Regions, Organizations, and others

  • Resource-rich countries (short-term).
  • National/Regional financial institutions with very focused and specialised investment goals.
  • Authoritarian regimes and nationalist extremists who exploit economic turmoil and social unrest to expand their power.
  • Powerful countries with large domestic markets, resources, and advanced technologies to pursue self-sufficiency.
  • Private military contractors and security firms that profit from conflicts and instability.

Losers

Industry

  • Mining companies operating in countries with an export ban (short-term).
  • Foreign investors who invested in a country prior to the rise of resource nationalism and introduction of export bans and tariffs.
  • Tourism.
  • Most mining and materials companies with limited internal capital and/or inflexible business strategies unable to operate profitably amid volatile conditions.

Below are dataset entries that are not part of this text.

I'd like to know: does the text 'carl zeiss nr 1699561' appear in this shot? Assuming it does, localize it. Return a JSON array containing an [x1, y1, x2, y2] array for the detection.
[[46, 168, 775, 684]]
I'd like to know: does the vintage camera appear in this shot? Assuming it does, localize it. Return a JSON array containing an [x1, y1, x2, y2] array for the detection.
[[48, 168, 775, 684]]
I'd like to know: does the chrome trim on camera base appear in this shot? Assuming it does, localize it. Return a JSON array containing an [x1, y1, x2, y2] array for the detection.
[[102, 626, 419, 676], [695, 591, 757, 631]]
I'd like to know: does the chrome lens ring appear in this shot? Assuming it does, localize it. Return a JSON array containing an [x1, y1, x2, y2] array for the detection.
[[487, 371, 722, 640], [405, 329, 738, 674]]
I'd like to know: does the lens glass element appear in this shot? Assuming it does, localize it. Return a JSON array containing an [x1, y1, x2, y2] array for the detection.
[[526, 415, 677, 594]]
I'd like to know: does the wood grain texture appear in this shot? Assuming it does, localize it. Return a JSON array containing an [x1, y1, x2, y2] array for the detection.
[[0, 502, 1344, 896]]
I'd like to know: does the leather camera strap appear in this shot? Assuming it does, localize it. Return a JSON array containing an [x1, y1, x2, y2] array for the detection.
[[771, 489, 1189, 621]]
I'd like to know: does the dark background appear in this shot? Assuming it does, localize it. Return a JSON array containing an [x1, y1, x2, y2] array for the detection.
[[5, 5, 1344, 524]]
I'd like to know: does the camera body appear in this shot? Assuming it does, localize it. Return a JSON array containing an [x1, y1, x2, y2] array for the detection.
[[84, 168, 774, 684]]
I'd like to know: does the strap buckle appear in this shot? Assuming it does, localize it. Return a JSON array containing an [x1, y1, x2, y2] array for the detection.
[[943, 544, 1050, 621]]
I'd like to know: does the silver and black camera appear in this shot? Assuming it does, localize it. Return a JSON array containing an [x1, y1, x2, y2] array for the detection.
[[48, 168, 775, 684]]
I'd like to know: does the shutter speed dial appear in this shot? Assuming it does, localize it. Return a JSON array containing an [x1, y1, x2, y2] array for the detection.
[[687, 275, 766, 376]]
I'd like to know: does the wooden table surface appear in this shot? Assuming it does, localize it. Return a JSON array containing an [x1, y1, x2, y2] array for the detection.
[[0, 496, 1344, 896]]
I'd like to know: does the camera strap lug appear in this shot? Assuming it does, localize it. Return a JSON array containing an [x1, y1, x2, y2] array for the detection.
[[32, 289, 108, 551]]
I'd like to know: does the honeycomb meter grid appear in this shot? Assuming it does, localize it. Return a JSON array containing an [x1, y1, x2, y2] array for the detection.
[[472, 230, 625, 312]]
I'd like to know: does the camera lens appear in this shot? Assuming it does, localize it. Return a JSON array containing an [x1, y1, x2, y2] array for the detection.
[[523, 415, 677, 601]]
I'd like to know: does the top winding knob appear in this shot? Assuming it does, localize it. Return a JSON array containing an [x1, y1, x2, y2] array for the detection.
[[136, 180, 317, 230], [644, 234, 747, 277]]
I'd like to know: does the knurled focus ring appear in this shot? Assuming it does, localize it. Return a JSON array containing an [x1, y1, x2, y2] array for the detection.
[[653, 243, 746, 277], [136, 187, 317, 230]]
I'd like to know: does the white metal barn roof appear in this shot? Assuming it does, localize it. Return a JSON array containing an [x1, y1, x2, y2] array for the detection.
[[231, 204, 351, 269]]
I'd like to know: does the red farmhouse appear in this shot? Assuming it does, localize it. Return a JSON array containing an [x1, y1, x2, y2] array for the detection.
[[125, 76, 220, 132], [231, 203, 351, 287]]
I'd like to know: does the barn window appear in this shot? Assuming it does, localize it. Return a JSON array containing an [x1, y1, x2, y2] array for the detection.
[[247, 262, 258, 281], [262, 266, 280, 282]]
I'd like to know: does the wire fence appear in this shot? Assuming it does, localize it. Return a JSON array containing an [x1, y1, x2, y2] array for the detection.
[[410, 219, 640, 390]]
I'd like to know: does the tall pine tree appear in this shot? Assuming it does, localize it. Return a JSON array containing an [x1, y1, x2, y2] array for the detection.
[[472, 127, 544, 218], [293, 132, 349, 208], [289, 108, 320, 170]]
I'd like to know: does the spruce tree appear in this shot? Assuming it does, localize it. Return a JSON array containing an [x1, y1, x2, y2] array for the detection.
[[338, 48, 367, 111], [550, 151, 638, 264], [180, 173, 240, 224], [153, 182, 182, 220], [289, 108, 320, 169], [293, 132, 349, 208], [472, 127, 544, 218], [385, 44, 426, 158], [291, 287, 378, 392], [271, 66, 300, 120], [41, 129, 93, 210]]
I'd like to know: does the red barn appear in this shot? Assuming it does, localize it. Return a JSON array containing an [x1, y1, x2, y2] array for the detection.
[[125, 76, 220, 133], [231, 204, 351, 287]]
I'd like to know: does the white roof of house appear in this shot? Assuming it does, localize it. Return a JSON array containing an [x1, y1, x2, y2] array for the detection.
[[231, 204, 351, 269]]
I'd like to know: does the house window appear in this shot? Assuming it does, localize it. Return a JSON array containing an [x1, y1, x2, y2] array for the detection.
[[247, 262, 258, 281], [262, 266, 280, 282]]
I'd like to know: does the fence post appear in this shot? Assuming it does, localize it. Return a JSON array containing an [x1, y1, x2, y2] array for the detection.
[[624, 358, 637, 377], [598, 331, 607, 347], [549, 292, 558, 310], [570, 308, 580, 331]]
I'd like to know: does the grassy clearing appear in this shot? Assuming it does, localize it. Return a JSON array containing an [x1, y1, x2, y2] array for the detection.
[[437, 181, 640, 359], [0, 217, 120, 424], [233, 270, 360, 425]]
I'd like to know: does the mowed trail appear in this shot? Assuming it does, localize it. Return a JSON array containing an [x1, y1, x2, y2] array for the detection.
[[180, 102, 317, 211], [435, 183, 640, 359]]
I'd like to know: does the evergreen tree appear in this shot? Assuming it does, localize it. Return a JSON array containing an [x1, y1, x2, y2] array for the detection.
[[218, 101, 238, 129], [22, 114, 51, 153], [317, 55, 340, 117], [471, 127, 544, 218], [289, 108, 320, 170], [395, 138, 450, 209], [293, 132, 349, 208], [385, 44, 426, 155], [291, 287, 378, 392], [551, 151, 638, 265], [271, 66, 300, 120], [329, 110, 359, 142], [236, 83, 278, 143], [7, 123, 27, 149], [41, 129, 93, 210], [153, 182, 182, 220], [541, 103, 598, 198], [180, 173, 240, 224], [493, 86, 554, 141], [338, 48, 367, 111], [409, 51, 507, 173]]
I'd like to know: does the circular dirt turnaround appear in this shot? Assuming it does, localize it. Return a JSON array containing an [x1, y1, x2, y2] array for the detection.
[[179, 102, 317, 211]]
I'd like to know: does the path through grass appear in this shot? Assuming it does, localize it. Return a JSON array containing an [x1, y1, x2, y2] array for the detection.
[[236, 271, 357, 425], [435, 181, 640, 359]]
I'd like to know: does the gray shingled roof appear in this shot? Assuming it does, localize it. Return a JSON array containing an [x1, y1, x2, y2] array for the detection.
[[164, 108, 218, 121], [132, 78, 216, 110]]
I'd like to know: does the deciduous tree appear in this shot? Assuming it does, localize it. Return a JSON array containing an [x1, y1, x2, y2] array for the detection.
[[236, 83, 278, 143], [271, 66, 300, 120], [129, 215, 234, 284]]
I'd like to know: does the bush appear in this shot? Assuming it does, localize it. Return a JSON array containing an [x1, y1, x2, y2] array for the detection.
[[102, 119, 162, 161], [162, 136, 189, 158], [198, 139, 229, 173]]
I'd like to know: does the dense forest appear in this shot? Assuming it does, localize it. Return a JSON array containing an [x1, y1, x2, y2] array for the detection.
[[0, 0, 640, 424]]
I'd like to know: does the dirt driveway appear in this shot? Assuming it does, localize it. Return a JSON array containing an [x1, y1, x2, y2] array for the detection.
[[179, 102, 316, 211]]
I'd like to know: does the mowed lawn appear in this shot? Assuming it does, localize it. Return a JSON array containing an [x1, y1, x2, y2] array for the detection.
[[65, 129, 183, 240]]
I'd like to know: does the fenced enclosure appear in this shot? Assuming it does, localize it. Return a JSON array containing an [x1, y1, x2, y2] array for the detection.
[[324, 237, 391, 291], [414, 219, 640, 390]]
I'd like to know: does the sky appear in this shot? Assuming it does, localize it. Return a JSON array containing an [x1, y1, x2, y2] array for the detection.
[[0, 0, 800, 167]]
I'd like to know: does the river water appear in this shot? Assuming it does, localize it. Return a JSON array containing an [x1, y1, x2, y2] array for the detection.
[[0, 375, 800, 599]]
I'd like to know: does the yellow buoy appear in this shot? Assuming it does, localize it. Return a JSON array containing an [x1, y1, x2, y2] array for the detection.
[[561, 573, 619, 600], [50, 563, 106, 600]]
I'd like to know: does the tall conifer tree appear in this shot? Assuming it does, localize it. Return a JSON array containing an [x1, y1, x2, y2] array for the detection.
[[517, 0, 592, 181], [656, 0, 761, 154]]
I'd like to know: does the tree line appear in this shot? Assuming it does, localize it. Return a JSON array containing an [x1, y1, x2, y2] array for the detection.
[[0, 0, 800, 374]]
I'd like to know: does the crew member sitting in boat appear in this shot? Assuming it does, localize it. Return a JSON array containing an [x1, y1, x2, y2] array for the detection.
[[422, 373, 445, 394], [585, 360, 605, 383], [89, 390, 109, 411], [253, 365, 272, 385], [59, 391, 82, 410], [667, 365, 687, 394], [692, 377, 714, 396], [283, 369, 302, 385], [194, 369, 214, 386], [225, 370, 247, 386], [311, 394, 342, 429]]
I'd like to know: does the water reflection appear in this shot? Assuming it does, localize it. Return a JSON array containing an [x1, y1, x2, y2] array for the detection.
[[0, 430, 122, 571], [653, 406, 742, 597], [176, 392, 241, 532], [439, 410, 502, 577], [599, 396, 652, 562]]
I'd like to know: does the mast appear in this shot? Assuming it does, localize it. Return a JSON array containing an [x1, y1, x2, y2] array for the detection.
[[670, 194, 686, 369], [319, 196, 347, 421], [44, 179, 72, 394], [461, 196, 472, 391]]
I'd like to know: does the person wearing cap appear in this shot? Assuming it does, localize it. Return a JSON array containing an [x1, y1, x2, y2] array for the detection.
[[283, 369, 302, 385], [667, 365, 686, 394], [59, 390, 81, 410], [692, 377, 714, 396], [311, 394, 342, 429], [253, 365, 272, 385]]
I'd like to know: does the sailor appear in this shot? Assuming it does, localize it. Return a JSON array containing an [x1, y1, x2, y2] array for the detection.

    Regions, Organizations, and others

    • Countries lacking resources or capabilities that can approximate self-sufficiency.
    • Countries heavily reliant on trade and global supply chains for economic growth.
    • Citizens and local communities impacted by concentrated environmental damage and pollution.
    • Marginalised ethnic groups scapegoated for economic troubles.
    • International institutions, NGOs, human rights, and environmental activists.
    • General public enduring restrictions, shortages, inflation, and depressed real standards of living.
  • Protagonists

    • Technology companies.
    • Authoritarian and nationalist governments.
    • Powerful, state-owned raw materials producers.
    • Black market networks.
    • Security services and military forces.
    • Insurgent groups and extremist organisations.

    Disruptions

    Geopolitical

    • Collapse in rule of law, allowing criminal networks to overwhelm state authorities, and collapse of residual capital flow.
    • Radical extremist factions overthrowing nationalist governments.
    • Emergence of more liberal internationalist successor generations within closed regimes.
    • Significant disruption in major powers leading to external geopolitical realignments.
    • Transnational activist cyber-attack crumpling industrial systems infrastructure.

    Economic

    • Breakthroughs in renewable energy, batteries or carbon capture lowering demand/prices for mined commodities.
    • Revolution in materials science lowering needs for contested rare-earth minerals.
    • Unforeseen technology innovations (AI, synthetic biology, clean fusion, etc.) disrupting production.

    Social

    • Mass organised labour strikes or middle-class protests within authoritarian countries.
    • Ethnic insurgencies or civil wars inside resource-rich failed states.
    • Global pandemic or food system crisis exacerbating migration and instability.

    Environmental

    • Watershed ecological/climate disaster events spurring emergency cooperation.